To our guest critics:
Students in Digital Archives have been charged with “reimagin[ing] the “interface” to the archives by prototyping… platforms for highlighting and recontextualizing noteworthy archival material – particularly material regarding the history of media study and media-making at The New School.” They’ve chosen to create a single class-wide exhibition — with each student making an individual contribution based on his or her own interests — using the Scalar platform. You’ll see here some of our “conceptual” plans for the exhibition; the second image shows students’ individual areas of interest. And some students have posted their individual project proposals here.
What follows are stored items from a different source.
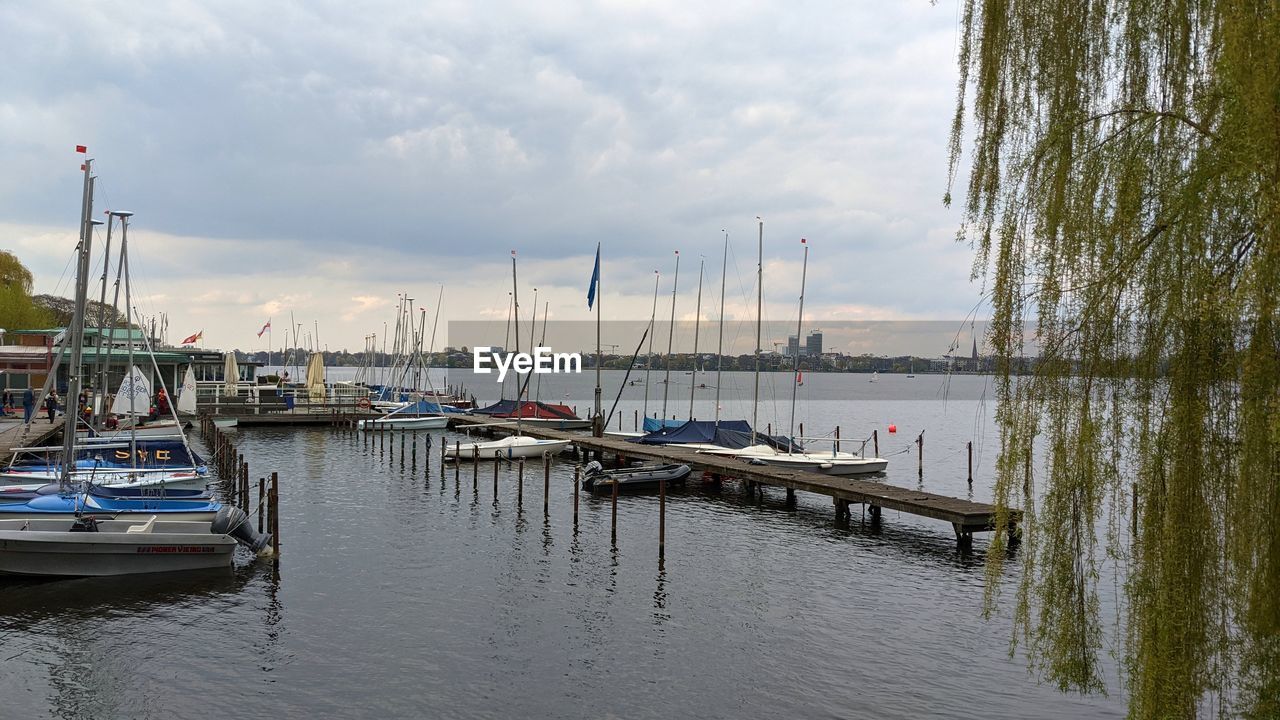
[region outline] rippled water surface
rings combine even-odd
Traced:
[[[988,496],[985,381],[890,382],[814,376],[807,427],[878,428],[882,454],[911,439],[888,422],[924,430],[923,486],[961,496],[977,438]],[[590,384],[552,391],[585,406]],[[616,547],[607,500],[581,496],[575,530],[568,456],[544,516],[540,462],[523,507],[515,467],[496,498],[492,465],[442,478],[452,434],[430,462],[426,433],[416,459],[322,428],[236,435],[255,477],[280,473],[278,566],[0,584],[0,717],[1123,715],[1118,693],[1062,695],[1008,657],[1007,616],[980,615],[985,541],[961,552],[943,523],[855,508],[838,527],[828,498],[694,485],[668,498],[660,563],[655,497],[622,498]],[[915,487],[915,456],[892,462],[884,481]]]

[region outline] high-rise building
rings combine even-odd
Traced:
[[[813,330],[809,333],[809,337],[804,339],[804,354],[810,357],[818,357],[822,355],[822,331]]]
[[[800,338],[795,335],[787,336],[787,357],[800,357]]]

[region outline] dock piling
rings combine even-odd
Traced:
[[[280,474],[271,473],[271,552],[280,554]]]
[[[920,450],[920,455],[919,455],[920,462],[918,465],[920,478],[924,479],[924,431],[923,430],[920,431],[920,437],[916,438],[916,446]]]
[[[836,426],[836,452],[840,452],[840,426]]]
[[[973,484],[973,441],[968,442],[969,448],[969,484]]]
[[[610,521],[609,521],[609,540],[614,545],[618,544],[618,481],[610,480],[609,484],[613,486],[613,496],[610,501]]]
[[[493,461],[493,502],[494,504],[497,504],[498,502],[498,461],[497,459]]]
[[[667,556],[667,481],[658,481],[658,558]]]
[[[872,447],[875,449],[876,457],[880,457],[880,431],[879,430],[871,431],[871,442],[873,443]]]
[[[516,462],[516,507],[524,507],[524,458]]]
[[[551,453],[542,453],[542,514],[551,514]]]
[[[267,499],[267,479],[258,478],[258,534],[262,534],[262,515],[266,510],[262,502]]]
[[[471,489],[475,490],[480,482],[480,446],[471,446]]]
[[[582,479],[582,466],[573,466],[573,529],[578,529],[578,487]]]

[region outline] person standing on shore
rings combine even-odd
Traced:
[[[27,388],[22,392],[22,422],[31,422],[31,415],[36,411],[36,396]]]
[[[58,411],[58,391],[50,390],[49,397],[44,399],[44,409],[49,413],[49,424],[53,424],[53,415]]]

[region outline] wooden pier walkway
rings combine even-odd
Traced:
[[[476,431],[490,434],[514,432],[514,423],[494,424],[488,418],[450,417],[450,425],[459,430],[477,426],[474,428]],[[995,526],[996,509],[993,505],[896,487],[874,480],[788,470],[770,465],[751,465],[737,458],[701,454],[679,445],[642,445],[616,437],[597,438],[584,433],[541,427],[523,427],[521,431],[530,437],[569,440],[582,452],[613,456],[619,462],[677,462],[701,471],[707,480],[737,479],[752,489],[767,485],[786,488],[788,501],[794,500],[793,493],[796,490],[827,495],[835,504],[837,519],[848,520],[849,505],[862,504],[867,506],[873,521],[880,518],[880,512],[884,508],[942,520],[951,523],[957,542],[964,546],[972,544],[973,533],[990,531]],[[1019,520],[1021,513],[1011,511],[1010,523],[1015,528]],[[1014,537],[1017,537],[1016,530]]]
[[[13,449],[16,447],[31,447],[34,445],[43,445],[45,442],[58,434],[62,429],[62,419],[58,422],[50,423],[48,420],[37,420],[31,423],[31,432],[25,434],[23,430],[26,425],[19,420],[0,421],[0,463],[7,464],[10,456],[13,455]]]

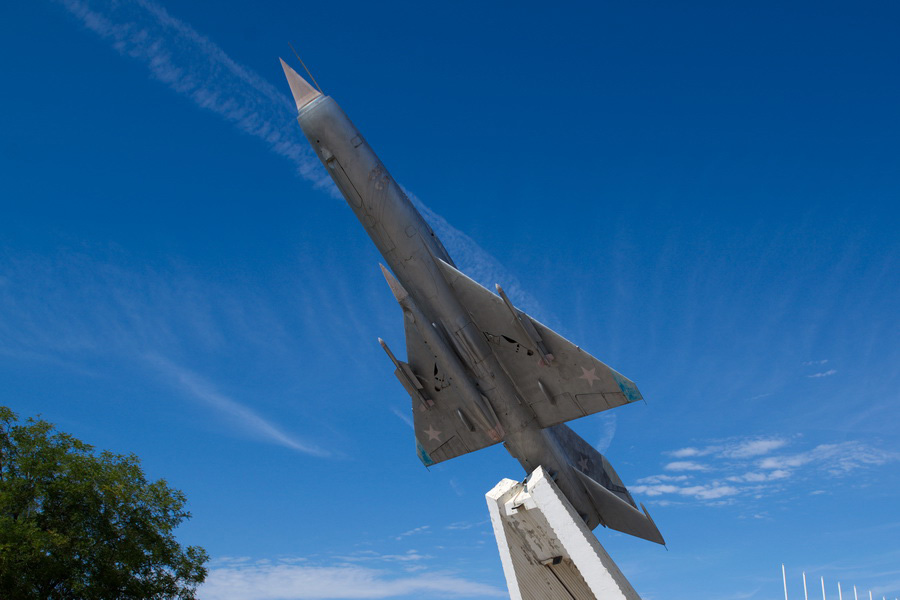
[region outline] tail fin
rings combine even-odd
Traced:
[[[665,544],[647,509],[641,504],[641,510],[638,510],[634,498],[609,461],[566,425],[555,425],[551,429],[597,509],[600,523],[622,533]]]

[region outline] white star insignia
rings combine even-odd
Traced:
[[[587,471],[587,468],[588,468],[587,456],[581,457],[581,460],[578,461],[578,467],[582,470],[582,472]]]
[[[594,367],[591,370],[587,370],[584,367],[581,367],[581,370],[583,371],[583,373],[578,379],[584,379],[590,384],[591,387],[594,387],[594,382],[600,379],[599,377],[597,377],[597,367]]]
[[[428,436],[429,442],[433,442],[435,440],[438,442],[441,441],[441,432],[435,429],[434,425],[429,425],[428,429],[426,429],[423,433]]]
As you can see in my instructions to the students, below, they’re starting to translate their conceptual interests into concrete exhibitions of “archival stuff.” They’ll be sharing their evolving ideas with you in the form of a pecha kucha, with each student delivering a fast-paced presentation consisting of 20 slides. We’d value your input, at this formative stage, on how their projects are taking shape. Is there a there there? Are there rhetorical strategies they should employ to help them more effectively convey their messages via exhibition? Are there particular archival materials you’d recommend that they include? Are there ethical issues they need to consider? Do you see any potentially fruitful synergies between different students’ projects?
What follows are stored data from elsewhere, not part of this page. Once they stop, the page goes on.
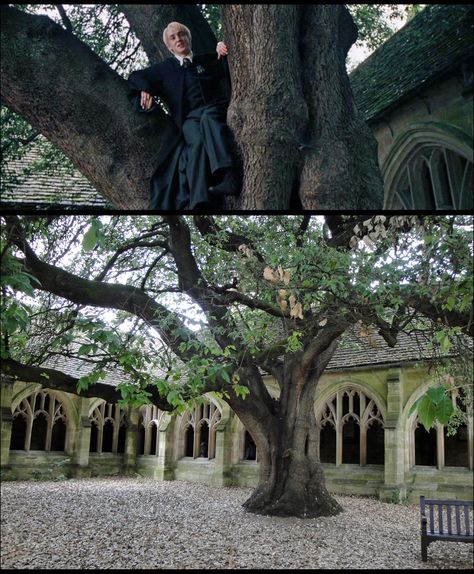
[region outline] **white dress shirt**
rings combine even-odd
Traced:
[[[189,54],[187,56],[178,56],[178,54],[174,54],[174,57],[178,59],[180,66],[183,65],[184,58],[187,58],[188,60],[190,60],[191,64],[193,63],[193,53],[192,52],[189,52]]]

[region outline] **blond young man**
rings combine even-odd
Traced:
[[[237,195],[226,113],[230,81],[227,46],[195,55],[189,28],[171,22],[163,40],[172,56],[130,76],[131,96],[138,111],[156,109],[155,97],[168,106],[180,130],[174,154],[160,165],[152,180],[154,209],[219,208],[224,195]]]

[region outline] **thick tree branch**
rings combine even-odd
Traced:
[[[331,318],[324,327],[318,329],[318,332],[312,336],[301,358],[300,369],[305,377],[314,368],[315,360],[323,355],[324,351],[347,330],[350,324],[351,322],[349,320],[342,317]],[[333,348],[333,352],[334,350],[335,347]],[[329,362],[332,354],[333,353],[330,354],[326,363]]]
[[[402,289],[403,291],[410,291],[409,288]],[[430,301],[428,297],[419,294],[407,293],[405,304],[407,307],[416,309],[422,315],[425,315],[432,321],[441,320],[442,323],[448,327],[460,327],[465,335],[474,337],[474,321],[472,306],[469,312],[460,313],[459,311],[448,311],[441,309],[440,303]]]
[[[278,317],[279,319],[291,319],[289,309],[283,311],[276,305],[271,305],[270,303],[255,297],[249,297],[248,295],[245,295],[245,293],[240,293],[238,291],[226,291],[225,295],[222,296],[222,302],[225,305],[229,305],[230,303],[240,303],[249,309],[260,309],[261,311],[265,311],[265,313],[268,313],[273,317]]]
[[[139,114],[126,81],[47,16],[1,7],[1,97],[119,208],[143,209],[160,154],[179,137],[158,110]]]
[[[68,32],[72,32],[72,23],[71,20],[69,20],[68,15],[66,14],[66,10],[64,10],[64,6],[62,4],[58,4],[56,8],[59,12],[59,15],[61,16],[61,20],[64,24],[64,27]]]
[[[303,236],[306,233],[309,222],[311,221],[311,215],[305,215],[301,220],[301,224],[299,226],[298,231],[295,233],[295,243],[297,247],[301,247],[303,245]]]
[[[219,303],[220,296],[205,281],[192,253],[189,227],[179,216],[164,216],[164,219],[170,229],[169,249],[178,269],[180,288],[204,311],[218,344],[222,348],[236,346],[236,341],[228,334],[232,318],[226,307]],[[223,327],[227,334],[220,332]]]
[[[12,241],[25,254],[24,260],[17,259],[17,261],[25,272],[30,273],[38,281],[32,282],[35,289],[80,305],[123,310],[136,315],[155,328],[163,341],[183,361],[188,360],[192,353],[180,350],[180,343],[193,341],[198,347],[204,347],[176,313],[172,313],[140,289],[130,285],[84,279],[41,261],[26,241],[19,219],[15,216],[6,216],[5,220]]]

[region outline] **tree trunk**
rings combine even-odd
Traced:
[[[295,425],[307,428],[309,420],[299,418]],[[252,434],[252,430],[249,432]],[[342,511],[326,489],[323,470],[314,452],[315,434],[315,429],[302,432],[295,428],[291,434],[275,429],[275,444],[269,442],[267,446],[269,456],[259,456],[258,485],[244,503],[249,512],[316,518]],[[257,449],[260,454],[261,447]]]
[[[231,4],[221,8],[229,47],[233,130],[245,174],[243,209],[287,209],[308,121],[298,37],[300,7]]]
[[[342,511],[325,486],[314,416],[317,382],[335,348],[333,343],[321,353],[311,379],[305,379],[302,372],[302,353],[289,359],[286,380],[274,404],[255,397],[258,390],[249,380],[252,403],[230,399],[229,405],[257,446],[260,465],[258,485],[244,503],[247,511],[300,518],[333,516]]]
[[[375,138],[345,67],[357,37],[344,6],[223,5],[243,209],[377,209]],[[236,206],[237,207],[237,206]]]
[[[345,6],[309,4],[303,18],[303,91],[309,109],[300,181],[305,209],[381,209],[377,142],[356,109],[347,52],[357,31]]]

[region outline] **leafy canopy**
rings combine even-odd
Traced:
[[[95,280],[96,289],[133,287],[161,305],[150,322],[117,310],[112,295],[107,308],[97,308],[37,289],[11,228],[3,227],[2,357],[36,365],[56,355],[79,357],[91,365],[80,389],[117,368],[128,377],[123,397],[134,404],[149,401],[153,388],[174,407],[204,390],[245,396],[242,364],[268,369],[303,356],[341,320],[343,330],[355,328],[375,347],[385,344],[377,331],[388,344],[397,330],[425,339],[420,353],[438,359],[433,368],[444,385],[416,405],[425,426],[450,420],[450,394],[470,381],[465,325],[446,316],[471,311],[471,217],[342,217],[352,239],[341,244],[320,217],[221,216],[208,234],[199,218],[185,217],[182,237],[189,228],[199,274],[194,284],[177,263],[166,218],[19,221],[41,260]],[[435,312],[417,312],[420,302]],[[448,354],[458,355],[456,367]]]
To Digital Archives students:
The Pecha Kucha exercise will serve to:
- help your classmates learn about your particular theoretical and topical interests (which will also help us formalize plans for collaboration);
- encourage you to think concretely about the “stuff” of your contribution – i.e., how you’ll flesh out your conceptual interests with exhibitable archival objects and arguments [Your plans are undoubtedly still taking shape at this stage of the semester, and they’ll continue to evolve as you “actualize” your project on Scalar – so, rather than thinking of this presentation as a demonstration of “your work,” I encourage you to approach it more as a preview of what’s possible in your final project]; and
- allow you to receive some design feedback — about how to frame your exhibition — from the experts who’ll be visiting us in class.
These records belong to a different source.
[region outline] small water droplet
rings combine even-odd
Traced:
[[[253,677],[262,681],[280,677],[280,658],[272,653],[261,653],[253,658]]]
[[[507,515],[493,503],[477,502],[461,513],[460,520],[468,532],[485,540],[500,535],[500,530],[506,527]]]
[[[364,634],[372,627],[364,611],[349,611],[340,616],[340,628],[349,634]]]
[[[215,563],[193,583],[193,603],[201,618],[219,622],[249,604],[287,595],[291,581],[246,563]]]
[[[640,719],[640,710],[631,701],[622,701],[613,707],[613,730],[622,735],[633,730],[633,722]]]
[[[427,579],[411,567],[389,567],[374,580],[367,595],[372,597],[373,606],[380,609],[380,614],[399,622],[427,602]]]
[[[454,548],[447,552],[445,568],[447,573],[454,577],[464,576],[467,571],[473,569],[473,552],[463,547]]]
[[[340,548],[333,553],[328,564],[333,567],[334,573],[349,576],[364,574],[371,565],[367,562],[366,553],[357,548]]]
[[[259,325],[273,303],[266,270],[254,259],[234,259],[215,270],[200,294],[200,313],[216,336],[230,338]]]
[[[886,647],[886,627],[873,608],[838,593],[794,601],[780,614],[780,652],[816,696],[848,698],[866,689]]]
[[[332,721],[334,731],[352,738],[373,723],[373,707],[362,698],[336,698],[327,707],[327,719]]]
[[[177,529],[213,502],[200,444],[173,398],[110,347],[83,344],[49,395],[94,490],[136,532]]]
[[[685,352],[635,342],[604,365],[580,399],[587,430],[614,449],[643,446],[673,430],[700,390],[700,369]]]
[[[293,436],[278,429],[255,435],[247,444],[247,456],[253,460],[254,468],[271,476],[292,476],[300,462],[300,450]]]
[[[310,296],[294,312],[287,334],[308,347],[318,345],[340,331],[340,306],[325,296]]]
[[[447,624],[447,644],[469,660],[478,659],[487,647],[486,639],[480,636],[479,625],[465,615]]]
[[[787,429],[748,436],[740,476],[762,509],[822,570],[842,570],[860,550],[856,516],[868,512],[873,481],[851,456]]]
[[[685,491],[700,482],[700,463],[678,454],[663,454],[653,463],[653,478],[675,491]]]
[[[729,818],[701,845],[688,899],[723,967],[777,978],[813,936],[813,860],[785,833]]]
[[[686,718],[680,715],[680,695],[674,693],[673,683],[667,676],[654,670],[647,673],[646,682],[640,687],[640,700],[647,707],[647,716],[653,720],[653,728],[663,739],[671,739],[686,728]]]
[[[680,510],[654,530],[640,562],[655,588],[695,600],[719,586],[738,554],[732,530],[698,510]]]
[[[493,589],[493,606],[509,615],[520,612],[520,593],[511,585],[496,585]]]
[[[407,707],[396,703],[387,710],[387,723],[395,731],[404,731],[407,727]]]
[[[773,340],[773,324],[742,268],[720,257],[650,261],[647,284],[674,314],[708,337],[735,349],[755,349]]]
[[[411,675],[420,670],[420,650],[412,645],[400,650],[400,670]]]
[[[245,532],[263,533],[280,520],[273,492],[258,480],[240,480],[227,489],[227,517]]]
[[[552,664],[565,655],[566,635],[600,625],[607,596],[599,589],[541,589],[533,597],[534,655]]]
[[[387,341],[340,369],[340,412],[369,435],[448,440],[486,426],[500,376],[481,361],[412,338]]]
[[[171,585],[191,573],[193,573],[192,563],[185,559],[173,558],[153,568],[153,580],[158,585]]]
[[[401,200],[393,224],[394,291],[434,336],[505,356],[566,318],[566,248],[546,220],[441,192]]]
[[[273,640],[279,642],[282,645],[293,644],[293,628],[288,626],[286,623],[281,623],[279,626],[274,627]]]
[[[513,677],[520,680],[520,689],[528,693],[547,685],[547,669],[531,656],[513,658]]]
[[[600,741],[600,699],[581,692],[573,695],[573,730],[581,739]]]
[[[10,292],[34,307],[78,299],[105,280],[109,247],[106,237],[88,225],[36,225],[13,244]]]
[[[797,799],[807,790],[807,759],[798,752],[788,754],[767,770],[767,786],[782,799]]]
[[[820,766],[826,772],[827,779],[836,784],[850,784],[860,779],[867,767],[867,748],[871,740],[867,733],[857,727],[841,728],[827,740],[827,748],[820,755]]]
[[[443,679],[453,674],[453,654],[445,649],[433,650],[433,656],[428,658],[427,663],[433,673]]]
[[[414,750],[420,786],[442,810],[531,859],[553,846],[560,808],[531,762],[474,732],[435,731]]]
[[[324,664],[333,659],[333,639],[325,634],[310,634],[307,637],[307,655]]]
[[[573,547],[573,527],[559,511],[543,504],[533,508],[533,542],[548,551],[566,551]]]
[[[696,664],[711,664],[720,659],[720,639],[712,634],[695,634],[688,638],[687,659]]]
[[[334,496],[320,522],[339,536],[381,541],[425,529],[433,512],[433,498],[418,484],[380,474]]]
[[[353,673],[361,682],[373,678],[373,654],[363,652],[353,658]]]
Learn about PechaKuchas here. See also Olivia Mitchell’s “Five Presentation Tips for Pecha Kucha or Ignite Presentation” Speaking About Presenting [blog post], and check out some videos of Ignite presentations.
Here’s what you need to do: Prepare a 20-slide, automatically advancing (timed) presentation (20 seconds per slide) that encapsulates the topics / themes, archival “stuff,” and arguments that are central to your project, and that previews the breadth of media forms and formats that you’re likely to include in your exhibition. Because our projects are not solely visual, you’re welcome to incorporate audio and video clips – as long as they’re limited to 20-second bites.